The budget allocation of €30m funding for new medicines in Budget 2022 will provide for the reimbursement of both orphan and non-orphan new medicines this year.

The HSE does not maintain a register of which medicines are designated orphan drugs, as the orphan status for a drug is subject to change at European level. However, the HSE anticipates that a number of medicines with orphan status are likely to be approved throughout 2022.

Medical Aids and Appliances

Questions (382)

Bernard Durkan

Question:

382. Deputy Bernard J. Durkan asked the Minister for Health the extent to which his attention has been drawn to the difficulties affecting the availability of medical devices throughout the country; if measures are in hand to resolve any issues; and if he will make a statement on the matter. [27130/22]

View answer

Written answers

Regulation (EU) 2017/745 on medical devices (MDR) has been fully applicable as of 26 May 2021 and Regulation (EU) 2017/746 on in vitro Diagnostic Medical Devices (IVDR) becomes fully applicable as of 26 May 2022.  The aim of these new regulations is to provide a robust and consistent regulatory framework for medical devices and enhance public health across the EU, by ensuring that medical devices are safe, perform as intended and afford benefits to patients and healthcare systems.

One of the challenges in implementing these new regulations, relates to the capacity of notified bodies certifying devices under the new regulatory framework, which has indeed been compounded by the Covid-19 pandemic.
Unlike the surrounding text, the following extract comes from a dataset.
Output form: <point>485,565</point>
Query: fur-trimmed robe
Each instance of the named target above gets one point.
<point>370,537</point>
My department is working closely with the Health Products Regulatory Authority (HPRA) and the EU in considering and addressing this important matter as a priority. It is important to reiterate that full and effective implementation of the new regulatory framework remains a key priority for my department.
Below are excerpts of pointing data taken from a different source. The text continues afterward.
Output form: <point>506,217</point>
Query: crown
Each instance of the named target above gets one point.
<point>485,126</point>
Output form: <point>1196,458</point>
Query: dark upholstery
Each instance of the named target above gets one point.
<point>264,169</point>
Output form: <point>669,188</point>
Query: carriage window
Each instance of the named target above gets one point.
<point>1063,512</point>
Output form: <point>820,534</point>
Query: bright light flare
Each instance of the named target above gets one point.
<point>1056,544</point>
To address the specific query regarding difficulties affecting the availability of medical devices, I can confirm that the HPRA has not been informed of specific device shortages in Ireland. The HPRA does encourage medical devices stakeholders, including economic operators, healthcare institutions and healthcare professionals to raise any specific medical device shortages that may relate to Notified Body capacity issues directly with them.
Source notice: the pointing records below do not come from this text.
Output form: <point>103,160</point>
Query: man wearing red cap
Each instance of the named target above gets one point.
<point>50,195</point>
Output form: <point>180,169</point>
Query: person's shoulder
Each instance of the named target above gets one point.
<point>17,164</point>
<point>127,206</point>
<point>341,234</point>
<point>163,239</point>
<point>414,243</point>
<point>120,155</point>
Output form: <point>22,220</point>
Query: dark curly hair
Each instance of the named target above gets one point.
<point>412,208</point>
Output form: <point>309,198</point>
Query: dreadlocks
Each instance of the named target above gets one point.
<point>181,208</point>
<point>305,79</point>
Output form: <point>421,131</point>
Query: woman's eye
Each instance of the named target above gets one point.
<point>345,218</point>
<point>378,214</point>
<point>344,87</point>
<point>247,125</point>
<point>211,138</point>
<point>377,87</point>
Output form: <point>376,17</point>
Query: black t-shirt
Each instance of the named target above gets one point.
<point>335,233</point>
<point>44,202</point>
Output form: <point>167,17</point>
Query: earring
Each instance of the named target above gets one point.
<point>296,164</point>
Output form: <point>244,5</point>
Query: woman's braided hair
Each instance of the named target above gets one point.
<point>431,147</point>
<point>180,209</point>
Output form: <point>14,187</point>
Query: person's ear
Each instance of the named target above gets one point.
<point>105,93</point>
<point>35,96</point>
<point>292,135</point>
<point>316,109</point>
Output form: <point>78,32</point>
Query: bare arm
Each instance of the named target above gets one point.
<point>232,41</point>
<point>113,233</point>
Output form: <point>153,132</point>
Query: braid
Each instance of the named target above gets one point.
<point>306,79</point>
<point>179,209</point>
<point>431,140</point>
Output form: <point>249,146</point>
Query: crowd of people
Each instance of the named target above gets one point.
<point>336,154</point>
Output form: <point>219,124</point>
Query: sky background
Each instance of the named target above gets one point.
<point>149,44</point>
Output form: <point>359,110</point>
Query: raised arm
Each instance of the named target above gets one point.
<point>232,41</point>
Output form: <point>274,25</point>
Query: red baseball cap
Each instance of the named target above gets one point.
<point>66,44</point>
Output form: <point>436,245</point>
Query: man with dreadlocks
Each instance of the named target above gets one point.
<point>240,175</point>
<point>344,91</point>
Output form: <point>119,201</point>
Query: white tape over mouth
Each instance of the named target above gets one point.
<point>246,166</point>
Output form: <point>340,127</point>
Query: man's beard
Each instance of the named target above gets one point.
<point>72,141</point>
Medical Aids and Appliances

Questions (383)

Bernard Durkan

Question:

383. Deputy Bernard J. Durkan asked the Minister for Health if it is intended to add any issues relating the availability of medical devices to the agenda of the next European Union Health Council Meeting that is due to take place on 17 June 2022; and if he will make a statement on the matter. [27131/22]

View answer

Written answers

The next meeting of the Employment, Social Policy, Health and Consumer Affairs Council (Health) is due to take place in Luxembourg on 14 June 2022. I understand the draft agenda will include an item relating to the implementation of the Medical Devices Regulation.